Time is running out to avoid failure at the crucial climate summit the UK will host in November after a UN report found the world stands at code red, Boris Johnson has been told.
A senior Conservative warned the prime minister had yet to make his promises a reality, while a respected think tank told Mr Johnson he must make the landmark gathering a personal priority to deliver success.
As Tory MPs launched a group to fight climate action they claim will cost too much, the environment minister, Zac Goldsmith, appeared to reveal fears of an active campaign to sabotage Cop26 in Glasgow. But, despite calls for Mr Johnson to do the heavy liftingby using his clout to pressurise other world leaders into stronger commitments there are no plans for him to meet any before November, The Independent was told.
Talks have been left to Alok Sharma, the little-known Cop26 president who was handed the role after the prime minister tried and failed to recruit a big-hitter. No 10 instead claimed the UK is well ahead of other countries in slashing carbon emissions – and defended plans for a new North Sea oilfield as necessary in the short term.
The fears for the summit now less than 12 weeks away came after the UN’s Intergovernmental Panel on Climate Change (IPCC) found that the target for stopping runaway climate change is slipping beyond reach.
Philip Dunne, the Tory chair of the Commons Environmental Audit Committee, said Mr Johnson had inherited the UK’s favourable position in cutting CO2 from his predecessors in No 10 and had yet to build on it.
Before Cop26 leaders convene in Glasgow, he must show them he has the necessary political courage, by driving the government to adopt the strategies necessary to make his high-level climate promises a reality, he said.
Strategies for achieving net zero emissions by 2050, and for replacing gas boilers with heat pumps and improving home insulation, have been delayed by Whitehall rows over who will pay the bill.
Meanwhile, the UK’s global reputation has been dented by savage cuts to overseas aid. The Independent revealed that no new money has been set aside for the billions promised to help poorer countries adapt to the emergency.
Jill Rutter, senior fellow at the Institute for Government, questioned Mr Johnson’s near-invisibility, who has declined to speak publicly about the IPCC’s alarming findings. The prime minister had to prove he will confront, not duck, the difficult choices, Ms Rutter said, saying: In the absence of this, his exhortations to other world leaders will not appear credible.

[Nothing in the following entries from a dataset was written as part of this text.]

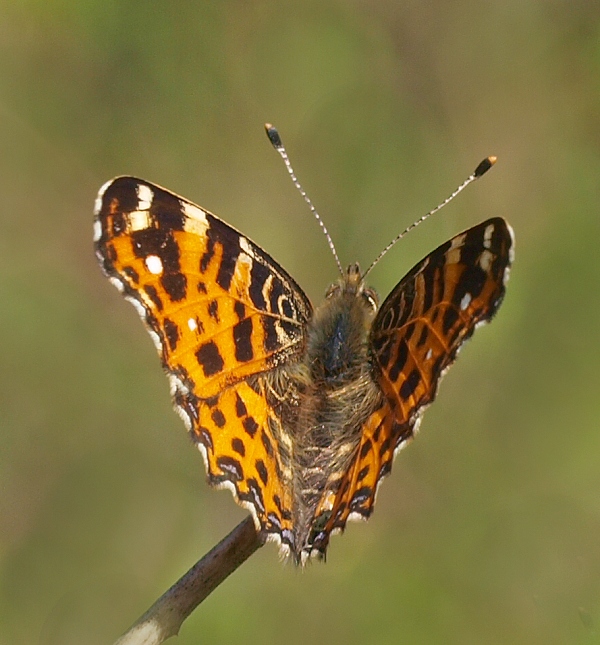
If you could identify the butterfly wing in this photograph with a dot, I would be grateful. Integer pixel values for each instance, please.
(224, 317)
(414, 338)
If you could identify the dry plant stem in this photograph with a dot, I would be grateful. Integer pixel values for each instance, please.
(167, 614)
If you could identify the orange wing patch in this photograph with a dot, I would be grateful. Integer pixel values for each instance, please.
(415, 337)
(220, 312)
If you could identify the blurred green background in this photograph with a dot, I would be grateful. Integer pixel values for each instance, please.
(488, 530)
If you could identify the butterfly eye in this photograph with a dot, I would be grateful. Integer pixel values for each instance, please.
(333, 290)
(371, 297)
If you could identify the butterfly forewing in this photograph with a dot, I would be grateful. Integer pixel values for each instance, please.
(222, 313)
(414, 338)
(232, 330)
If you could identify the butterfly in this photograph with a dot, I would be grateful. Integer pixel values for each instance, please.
(298, 410)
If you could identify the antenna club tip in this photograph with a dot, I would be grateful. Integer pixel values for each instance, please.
(484, 166)
(273, 135)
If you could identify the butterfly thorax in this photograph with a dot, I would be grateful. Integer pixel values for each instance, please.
(336, 395)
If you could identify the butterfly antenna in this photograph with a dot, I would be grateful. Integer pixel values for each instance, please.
(275, 140)
(481, 169)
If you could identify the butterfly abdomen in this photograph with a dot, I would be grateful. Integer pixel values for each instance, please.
(336, 398)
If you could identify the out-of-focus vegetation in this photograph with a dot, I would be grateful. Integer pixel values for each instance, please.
(487, 530)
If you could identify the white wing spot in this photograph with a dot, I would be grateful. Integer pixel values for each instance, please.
(145, 197)
(487, 236)
(98, 203)
(138, 220)
(485, 260)
(154, 264)
(97, 230)
(195, 220)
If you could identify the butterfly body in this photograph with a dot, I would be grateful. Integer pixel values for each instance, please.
(298, 411)
(336, 393)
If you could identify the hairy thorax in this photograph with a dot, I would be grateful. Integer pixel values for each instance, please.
(336, 393)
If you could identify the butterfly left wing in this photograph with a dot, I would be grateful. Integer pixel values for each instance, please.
(225, 318)
(414, 338)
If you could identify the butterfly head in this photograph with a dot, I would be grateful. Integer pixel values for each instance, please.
(352, 284)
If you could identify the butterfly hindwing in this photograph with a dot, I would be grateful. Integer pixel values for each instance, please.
(414, 338)
(222, 312)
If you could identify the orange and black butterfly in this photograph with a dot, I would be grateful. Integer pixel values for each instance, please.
(298, 410)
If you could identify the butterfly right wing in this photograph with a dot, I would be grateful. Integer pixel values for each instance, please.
(414, 338)
(225, 317)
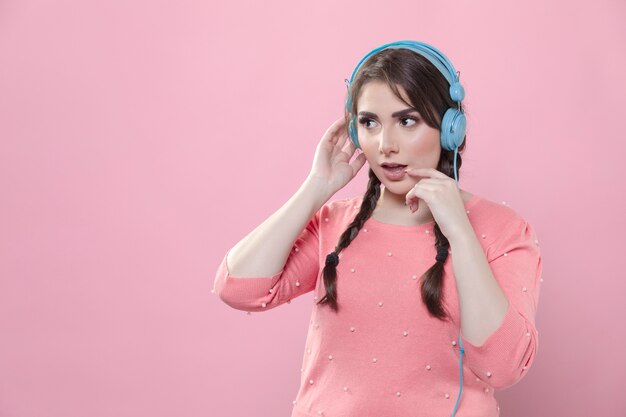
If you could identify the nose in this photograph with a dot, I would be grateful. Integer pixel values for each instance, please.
(387, 144)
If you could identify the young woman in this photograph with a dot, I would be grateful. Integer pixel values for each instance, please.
(414, 282)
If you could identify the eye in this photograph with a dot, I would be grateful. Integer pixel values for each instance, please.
(410, 118)
(365, 120)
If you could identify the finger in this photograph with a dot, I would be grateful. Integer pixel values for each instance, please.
(342, 139)
(331, 132)
(425, 172)
(358, 163)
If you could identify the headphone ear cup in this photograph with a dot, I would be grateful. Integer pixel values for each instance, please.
(453, 128)
(353, 133)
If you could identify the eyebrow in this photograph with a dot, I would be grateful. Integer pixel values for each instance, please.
(396, 114)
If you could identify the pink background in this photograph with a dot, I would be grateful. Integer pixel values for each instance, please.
(141, 140)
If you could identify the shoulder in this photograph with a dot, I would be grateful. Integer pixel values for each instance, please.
(340, 212)
(500, 226)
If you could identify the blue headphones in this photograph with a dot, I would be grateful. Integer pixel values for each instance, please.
(452, 126)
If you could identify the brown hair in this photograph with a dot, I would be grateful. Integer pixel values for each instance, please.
(428, 91)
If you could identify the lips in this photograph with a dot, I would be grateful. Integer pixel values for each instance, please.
(387, 165)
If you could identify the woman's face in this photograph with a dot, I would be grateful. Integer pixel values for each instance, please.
(402, 138)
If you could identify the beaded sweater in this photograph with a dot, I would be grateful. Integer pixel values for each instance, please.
(383, 354)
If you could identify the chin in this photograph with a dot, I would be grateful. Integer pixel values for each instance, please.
(402, 186)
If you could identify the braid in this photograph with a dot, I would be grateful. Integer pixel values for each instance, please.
(367, 208)
(431, 286)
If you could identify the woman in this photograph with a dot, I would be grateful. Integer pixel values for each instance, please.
(391, 329)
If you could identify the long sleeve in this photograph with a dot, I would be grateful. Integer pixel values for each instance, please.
(297, 277)
(507, 354)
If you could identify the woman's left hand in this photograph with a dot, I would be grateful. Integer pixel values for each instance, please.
(444, 200)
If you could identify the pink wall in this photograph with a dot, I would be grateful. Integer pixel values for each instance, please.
(141, 140)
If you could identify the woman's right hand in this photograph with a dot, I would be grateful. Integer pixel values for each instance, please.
(331, 165)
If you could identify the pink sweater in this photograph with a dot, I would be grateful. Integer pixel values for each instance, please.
(383, 354)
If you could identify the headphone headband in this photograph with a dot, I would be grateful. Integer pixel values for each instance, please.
(434, 55)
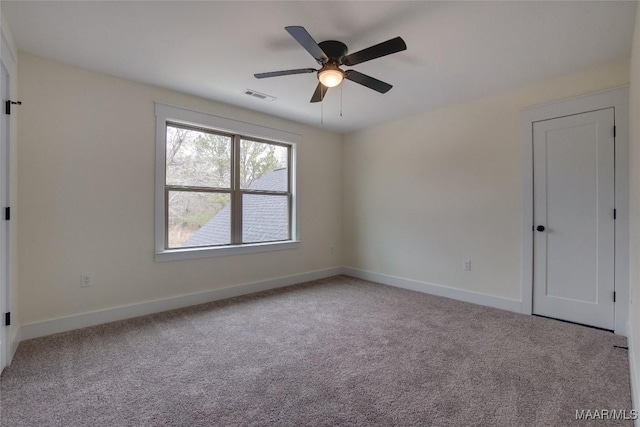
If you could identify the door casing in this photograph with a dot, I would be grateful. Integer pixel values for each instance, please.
(618, 99)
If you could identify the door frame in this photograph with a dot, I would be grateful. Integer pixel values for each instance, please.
(618, 99)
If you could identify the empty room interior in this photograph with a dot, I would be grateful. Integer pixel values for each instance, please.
(319, 213)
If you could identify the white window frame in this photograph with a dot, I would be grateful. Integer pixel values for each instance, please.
(171, 114)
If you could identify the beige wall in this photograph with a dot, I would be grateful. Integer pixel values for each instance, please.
(86, 194)
(426, 192)
(634, 217)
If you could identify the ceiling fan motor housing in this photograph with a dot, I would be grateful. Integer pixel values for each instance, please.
(335, 50)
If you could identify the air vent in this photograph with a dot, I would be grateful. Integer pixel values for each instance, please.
(259, 95)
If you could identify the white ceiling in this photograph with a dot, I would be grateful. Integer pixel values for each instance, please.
(456, 50)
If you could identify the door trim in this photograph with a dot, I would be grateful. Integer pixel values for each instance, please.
(617, 98)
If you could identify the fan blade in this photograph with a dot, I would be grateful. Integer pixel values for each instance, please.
(373, 52)
(306, 41)
(367, 81)
(284, 73)
(319, 94)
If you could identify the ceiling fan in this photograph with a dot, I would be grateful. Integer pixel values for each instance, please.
(331, 54)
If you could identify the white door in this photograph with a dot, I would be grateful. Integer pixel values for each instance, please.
(574, 183)
(4, 225)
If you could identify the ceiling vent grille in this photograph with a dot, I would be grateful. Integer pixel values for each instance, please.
(259, 95)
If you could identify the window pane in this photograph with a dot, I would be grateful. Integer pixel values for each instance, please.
(265, 218)
(197, 158)
(199, 219)
(263, 166)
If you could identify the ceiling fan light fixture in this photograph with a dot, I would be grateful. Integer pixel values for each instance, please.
(330, 75)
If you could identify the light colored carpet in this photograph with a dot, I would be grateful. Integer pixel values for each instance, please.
(338, 351)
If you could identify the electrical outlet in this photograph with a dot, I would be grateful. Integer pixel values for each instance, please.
(85, 280)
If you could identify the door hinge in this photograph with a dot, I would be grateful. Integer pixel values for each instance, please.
(7, 105)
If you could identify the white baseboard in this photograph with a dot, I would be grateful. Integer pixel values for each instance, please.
(93, 318)
(634, 370)
(439, 290)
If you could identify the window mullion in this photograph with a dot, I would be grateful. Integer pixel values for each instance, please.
(236, 204)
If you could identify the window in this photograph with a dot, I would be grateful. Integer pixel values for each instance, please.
(222, 186)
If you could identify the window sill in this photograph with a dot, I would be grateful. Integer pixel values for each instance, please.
(195, 253)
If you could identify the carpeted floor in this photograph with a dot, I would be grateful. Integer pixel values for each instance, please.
(339, 351)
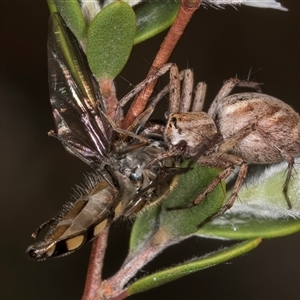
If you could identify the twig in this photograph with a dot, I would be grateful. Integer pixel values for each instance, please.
(185, 13)
(93, 279)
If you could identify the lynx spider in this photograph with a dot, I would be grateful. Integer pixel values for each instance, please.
(238, 129)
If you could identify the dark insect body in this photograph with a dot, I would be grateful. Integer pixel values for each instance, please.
(120, 185)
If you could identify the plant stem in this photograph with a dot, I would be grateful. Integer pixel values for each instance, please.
(93, 279)
(185, 13)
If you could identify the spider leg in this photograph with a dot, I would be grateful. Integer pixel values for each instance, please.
(187, 91)
(199, 99)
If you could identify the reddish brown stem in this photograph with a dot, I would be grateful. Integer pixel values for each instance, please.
(93, 279)
(185, 13)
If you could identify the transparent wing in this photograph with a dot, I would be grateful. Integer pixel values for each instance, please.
(75, 97)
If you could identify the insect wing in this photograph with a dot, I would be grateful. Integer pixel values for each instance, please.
(74, 95)
(77, 223)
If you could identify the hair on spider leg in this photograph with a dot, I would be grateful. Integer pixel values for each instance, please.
(255, 128)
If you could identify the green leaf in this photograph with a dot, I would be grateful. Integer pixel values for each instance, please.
(110, 39)
(182, 222)
(210, 260)
(153, 17)
(172, 224)
(62, 44)
(261, 209)
(71, 12)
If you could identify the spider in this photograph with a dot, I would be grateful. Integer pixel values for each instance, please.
(238, 130)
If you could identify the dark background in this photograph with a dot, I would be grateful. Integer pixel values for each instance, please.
(37, 174)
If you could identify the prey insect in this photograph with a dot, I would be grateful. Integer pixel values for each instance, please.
(120, 185)
(238, 130)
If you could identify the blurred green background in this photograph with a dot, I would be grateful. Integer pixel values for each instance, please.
(37, 174)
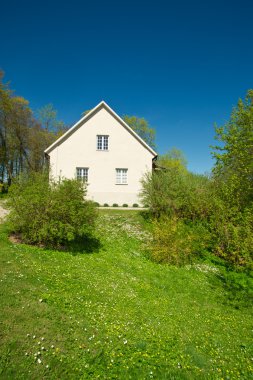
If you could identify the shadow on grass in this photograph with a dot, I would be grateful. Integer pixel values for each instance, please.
(236, 283)
(86, 245)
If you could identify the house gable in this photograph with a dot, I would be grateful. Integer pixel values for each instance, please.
(91, 114)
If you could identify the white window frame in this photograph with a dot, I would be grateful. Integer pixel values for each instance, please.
(121, 176)
(82, 174)
(102, 142)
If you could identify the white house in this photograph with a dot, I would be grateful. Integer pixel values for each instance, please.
(102, 150)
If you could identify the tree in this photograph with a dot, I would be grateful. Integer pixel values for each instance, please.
(47, 116)
(174, 159)
(22, 139)
(234, 156)
(142, 128)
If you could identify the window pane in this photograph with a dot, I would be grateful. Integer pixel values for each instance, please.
(82, 174)
(121, 176)
(102, 142)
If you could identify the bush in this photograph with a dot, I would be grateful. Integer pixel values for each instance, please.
(50, 214)
(233, 235)
(177, 193)
(176, 242)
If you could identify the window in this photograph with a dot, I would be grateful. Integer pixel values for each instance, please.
(82, 174)
(121, 176)
(102, 142)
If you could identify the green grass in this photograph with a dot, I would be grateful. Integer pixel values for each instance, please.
(114, 314)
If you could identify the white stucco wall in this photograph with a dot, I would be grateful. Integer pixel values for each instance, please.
(80, 150)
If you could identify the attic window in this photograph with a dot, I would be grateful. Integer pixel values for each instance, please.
(82, 174)
(102, 142)
(121, 176)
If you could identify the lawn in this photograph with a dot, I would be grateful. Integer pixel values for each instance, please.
(111, 313)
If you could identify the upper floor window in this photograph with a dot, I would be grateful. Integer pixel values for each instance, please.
(82, 174)
(121, 176)
(102, 142)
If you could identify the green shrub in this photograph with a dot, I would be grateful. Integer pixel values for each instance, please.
(233, 235)
(176, 242)
(177, 193)
(50, 214)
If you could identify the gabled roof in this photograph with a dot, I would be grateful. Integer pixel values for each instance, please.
(87, 117)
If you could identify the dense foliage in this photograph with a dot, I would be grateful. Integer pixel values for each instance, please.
(23, 138)
(193, 214)
(50, 213)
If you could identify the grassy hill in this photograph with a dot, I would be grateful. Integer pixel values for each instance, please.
(111, 313)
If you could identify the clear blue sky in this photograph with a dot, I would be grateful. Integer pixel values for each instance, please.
(180, 64)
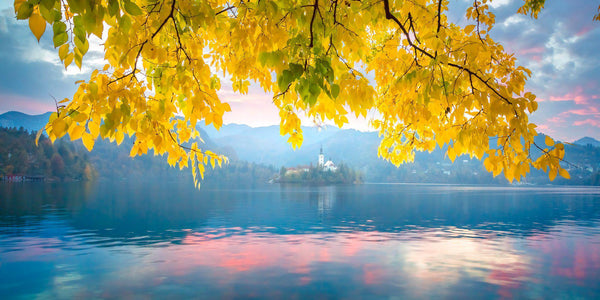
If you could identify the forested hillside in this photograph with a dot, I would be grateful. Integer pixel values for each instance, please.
(59, 161)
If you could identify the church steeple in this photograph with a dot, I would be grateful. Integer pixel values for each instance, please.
(321, 158)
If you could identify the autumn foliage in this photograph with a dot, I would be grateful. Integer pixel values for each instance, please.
(435, 83)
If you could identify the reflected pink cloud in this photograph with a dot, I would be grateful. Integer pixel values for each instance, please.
(33, 249)
(576, 258)
(440, 261)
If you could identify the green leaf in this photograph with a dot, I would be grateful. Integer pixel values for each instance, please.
(131, 8)
(285, 79)
(125, 23)
(296, 70)
(24, 11)
(113, 7)
(82, 46)
(59, 27)
(60, 39)
(89, 21)
(263, 57)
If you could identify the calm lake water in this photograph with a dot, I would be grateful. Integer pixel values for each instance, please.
(101, 240)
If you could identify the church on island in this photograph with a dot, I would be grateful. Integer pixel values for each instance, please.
(326, 166)
(322, 165)
(325, 172)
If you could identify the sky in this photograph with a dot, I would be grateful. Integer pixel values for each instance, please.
(560, 48)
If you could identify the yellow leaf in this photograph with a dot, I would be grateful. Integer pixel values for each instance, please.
(76, 131)
(88, 141)
(63, 51)
(38, 135)
(37, 24)
(58, 127)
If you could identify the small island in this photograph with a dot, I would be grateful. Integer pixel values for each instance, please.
(326, 172)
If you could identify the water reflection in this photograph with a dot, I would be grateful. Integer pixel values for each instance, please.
(297, 242)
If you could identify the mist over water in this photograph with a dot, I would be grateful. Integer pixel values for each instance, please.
(368, 241)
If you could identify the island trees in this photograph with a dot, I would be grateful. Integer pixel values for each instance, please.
(435, 83)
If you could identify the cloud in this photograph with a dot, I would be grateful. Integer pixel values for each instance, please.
(592, 122)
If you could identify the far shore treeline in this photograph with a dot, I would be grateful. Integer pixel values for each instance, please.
(257, 156)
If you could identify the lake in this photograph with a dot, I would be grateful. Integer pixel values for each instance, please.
(168, 240)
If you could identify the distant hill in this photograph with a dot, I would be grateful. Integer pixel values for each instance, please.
(265, 146)
(15, 119)
(587, 141)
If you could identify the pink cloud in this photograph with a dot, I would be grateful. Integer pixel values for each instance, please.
(591, 122)
(578, 95)
(588, 111)
(26, 104)
(533, 50)
(583, 31)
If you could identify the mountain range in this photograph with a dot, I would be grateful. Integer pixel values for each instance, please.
(265, 145)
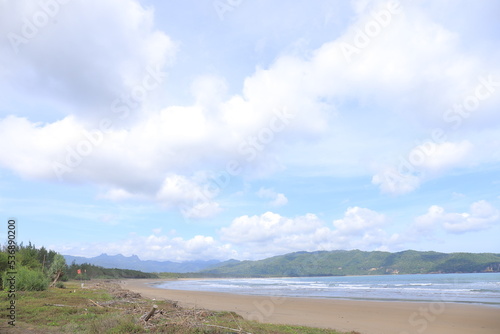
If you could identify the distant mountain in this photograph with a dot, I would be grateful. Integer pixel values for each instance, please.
(356, 262)
(133, 262)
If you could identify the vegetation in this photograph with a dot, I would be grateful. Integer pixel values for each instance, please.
(356, 262)
(37, 268)
(103, 307)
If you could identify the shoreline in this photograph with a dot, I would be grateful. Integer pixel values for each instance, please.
(366, 317)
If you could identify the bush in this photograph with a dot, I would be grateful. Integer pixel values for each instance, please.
(27, 280)
(60, 285)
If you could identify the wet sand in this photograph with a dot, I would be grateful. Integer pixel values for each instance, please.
(366, 317)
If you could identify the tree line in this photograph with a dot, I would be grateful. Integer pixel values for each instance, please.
(35, 269)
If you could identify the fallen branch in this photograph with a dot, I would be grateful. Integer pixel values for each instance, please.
(151, 313)
(233, 329)
(59, 305)
(93, 302)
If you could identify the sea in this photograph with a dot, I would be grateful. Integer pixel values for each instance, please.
(481, 288)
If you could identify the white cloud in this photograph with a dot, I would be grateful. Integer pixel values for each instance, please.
(150, 157)
(423, 162)
(193, 199)
(391, 181)
(271, 234)
(114, 42)
(277, 199)
(358, 220)
(482, 216)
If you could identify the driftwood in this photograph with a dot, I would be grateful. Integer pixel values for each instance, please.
(59, 305)
(59, 273)
(233, 329)
(150, 313)
(93, 302)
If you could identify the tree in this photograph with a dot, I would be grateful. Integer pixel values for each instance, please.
(57, 268)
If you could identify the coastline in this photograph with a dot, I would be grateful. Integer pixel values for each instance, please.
(366, 317)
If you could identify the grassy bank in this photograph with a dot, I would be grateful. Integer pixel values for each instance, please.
(103, 307)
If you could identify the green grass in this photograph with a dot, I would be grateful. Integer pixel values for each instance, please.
(71, 310)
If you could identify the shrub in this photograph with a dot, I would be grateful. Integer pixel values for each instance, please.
(27, 280)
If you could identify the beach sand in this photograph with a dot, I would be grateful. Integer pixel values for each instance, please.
(366, 317)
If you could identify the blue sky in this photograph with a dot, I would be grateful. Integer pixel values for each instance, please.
(185, 130)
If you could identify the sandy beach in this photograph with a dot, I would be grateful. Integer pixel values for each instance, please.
(366, 317)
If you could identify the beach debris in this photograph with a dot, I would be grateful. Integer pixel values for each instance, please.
(150, 313)
(93, 302)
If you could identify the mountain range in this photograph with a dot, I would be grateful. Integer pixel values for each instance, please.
(133, 262)
(321, 263)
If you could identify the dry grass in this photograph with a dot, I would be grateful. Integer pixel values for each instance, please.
(104, 307)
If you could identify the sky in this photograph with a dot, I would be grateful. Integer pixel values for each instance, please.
(218, 129)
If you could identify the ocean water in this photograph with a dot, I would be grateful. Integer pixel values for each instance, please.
(481, 288)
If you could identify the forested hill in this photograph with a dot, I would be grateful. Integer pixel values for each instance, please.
(355, 262)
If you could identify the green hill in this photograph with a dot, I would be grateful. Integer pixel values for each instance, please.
(356, 262)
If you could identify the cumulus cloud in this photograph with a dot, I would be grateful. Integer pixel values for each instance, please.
(155, 155)
(157, 247)
(482, 216)
(277, 199)
(423, 162)
(270, 233)
(114, 42)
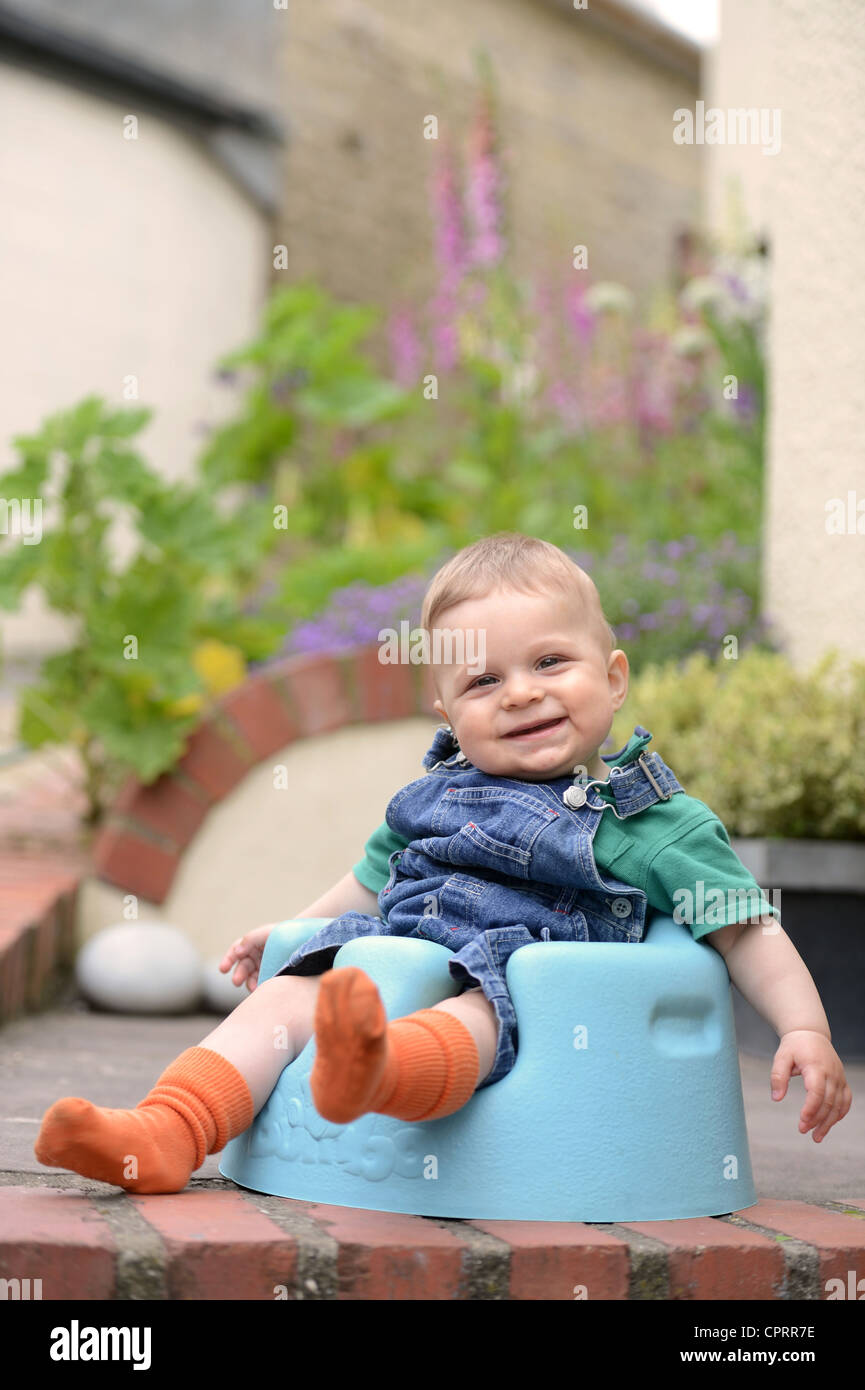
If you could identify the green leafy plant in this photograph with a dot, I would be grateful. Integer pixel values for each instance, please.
(127, 690)
(773, 751)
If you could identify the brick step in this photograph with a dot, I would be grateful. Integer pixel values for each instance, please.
(217, 1241)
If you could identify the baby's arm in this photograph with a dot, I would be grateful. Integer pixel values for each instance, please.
(346, 895)
(244, 955)
(772, 976)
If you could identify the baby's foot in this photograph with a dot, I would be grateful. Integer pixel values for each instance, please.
(351, 1044)
(145, 1150)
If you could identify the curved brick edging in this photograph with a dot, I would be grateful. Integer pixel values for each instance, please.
(38, 900)
(107, 1244)
(148, 829)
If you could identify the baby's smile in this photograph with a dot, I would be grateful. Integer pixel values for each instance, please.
(544, 699)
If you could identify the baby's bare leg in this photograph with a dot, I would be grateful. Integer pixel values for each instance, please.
(474, 1011)
(267, 1030)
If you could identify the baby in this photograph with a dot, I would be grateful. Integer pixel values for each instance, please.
(506, 840)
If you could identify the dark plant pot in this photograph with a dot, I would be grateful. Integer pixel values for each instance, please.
(822, 909)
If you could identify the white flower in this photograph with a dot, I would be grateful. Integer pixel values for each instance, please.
(609, 298)
(690, 341)
(701, 292)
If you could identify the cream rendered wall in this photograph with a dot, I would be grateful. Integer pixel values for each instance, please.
(117, 257)
(810, 198)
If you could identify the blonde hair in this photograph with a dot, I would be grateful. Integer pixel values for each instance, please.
(522, 563)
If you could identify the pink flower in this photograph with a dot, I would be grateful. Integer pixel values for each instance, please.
(405, 348)
(579, 314)
(484, 189)
(449, 235)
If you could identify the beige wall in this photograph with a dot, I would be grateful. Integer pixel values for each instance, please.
(586, 121)
(116, 257)
(811, 196)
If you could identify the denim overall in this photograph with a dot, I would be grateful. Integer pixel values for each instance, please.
(494, 865)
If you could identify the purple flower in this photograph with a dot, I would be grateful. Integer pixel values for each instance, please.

The prime minister needs to pull out the diplomatic stops to deliver a success in Glasgow. That means he will need to do some of the heavy lifting himself – we have yet to see him use his position on the world stage to corral other countries. A group of Tory MPs led by Craig Mackinlay are fighting new expensive commitments that former Cabinet minister Esther McVey claimed might bankrupt the country.
Strikingly, Lord Goldsmith retweeted an accusation by the head of Natural England, Tony Juniper, that a campaign is underway in Tory-supporting media outlets to undermine Cop26. Urging Conservative MPs to reject it, he warned the summit must be “a turning point” and told the BBC: The alarm bells couldn’t be clearer or louder. We really need to get behind it.
In a statement, Mr Johnson called the UN report sobering reading, saying: We know what must be done to limit global warming – consign coal to history and shift to clean energy sources, protect nature and provide climate finance for countries on the front line. But the prime minister is refusing to block the new Cambo oilfield, in the North Sea, expected to start production in the autumn, on the grounds that its licence was granted many years ago.
Labour leader Keir Starmer said: The IPCC report is the starkest reminder yet that the climate crisis is here right now and is the biggest long-term threat we face. The biggest threat we now face is not climate denial but climate delay.